I knew there had to be a better way.

Starting with Claude Cowork

Claude's desktop app has a feature called Cowork, and within that, you can set up Scheduled tasks — automated tasks that run on a schedule. I set up two that run every morning:

Newsletter digest: This one pulls in all the newsletters I received the day before and summarizes them for me, grouped by topic — AI-related first, then dev, then everything else. Instead of opening each email and scanning for what's relevant, I get a curated briefing in seconds.

Slack summary: This gives me a full summary of yesterday's Slack conversations across channels, and more importantly, flags what actually needs my attention. No more scrolling through hundreds of messages trying to separate signal from noise.

The only downside? The Claude desktop app needs to be open and running for these to kick in. It's not a dealbreaker, but worth knowing.

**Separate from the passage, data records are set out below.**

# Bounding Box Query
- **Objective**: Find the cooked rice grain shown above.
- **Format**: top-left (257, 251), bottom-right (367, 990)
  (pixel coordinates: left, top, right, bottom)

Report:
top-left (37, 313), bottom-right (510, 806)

I'll be honest — the idea wasn't entirely mine. When you set up a new Scheduled task in Cowork, a Daily Brief is literally the example they suggest. I just happened to already be poking around with something similar. A lucky coincidence.

Taking it a step further with Claude Code

One of the hardest parts of leading a larger team is keeping tabs on everything that changes in code. PRs get merged, features get shipped, bugs get fixed — and it's nearly impossible to review it all manually without it becoming a full-time job.

So I set up a Routine in Claude Code — that's what they call scheduled automated runs — that kicks in every weekday morning at 09:30. It runs headless, no window required. It scans the develop branches across all three of our repos, picks up everything that merged since yesterday (or since Friday on Mondays), and produces an HTML report I can open straight away.

It's not just a list of commits. It reads the actual diffs for anything non-trivial, scores complexity, flags risky patterns — broad refactors, missing tests, pre-release SDK pins landing where they shouldn't — and calls out when the same feature landed across multiple repos as a coordinated rollout. It's like having a reviewer who never sleeps and never skips a merge.

The bigger picture

None of this is Claude-specific. Most major AI platforms have some form of scheduling now — ChatGPT just launched theirs — and the rest won't be far behind.

But scheduling isn't even the most important part. The real work is building the prompt — deciding what you want surfaced, how it should be structured, what noise to filter out. Once you have that, the platform doing the running almost doesn't matter. Any agent that can read your data and write a file can produce a digest you open in a browser. Local HTML works everywhere. No dashboard, no extra subscription.

And if scheduling isn't an option where you are, just run it manually. It still takes thirty seconds. It still saves you the fifteen minutes of scrolling. The automation is convenient; the prompt is the thing.

I'm not pushing the boundaries of what's possible with AI — someone else has almost certainly done all of this and more. But I am pushing my own boundaries, and that's what matters to me.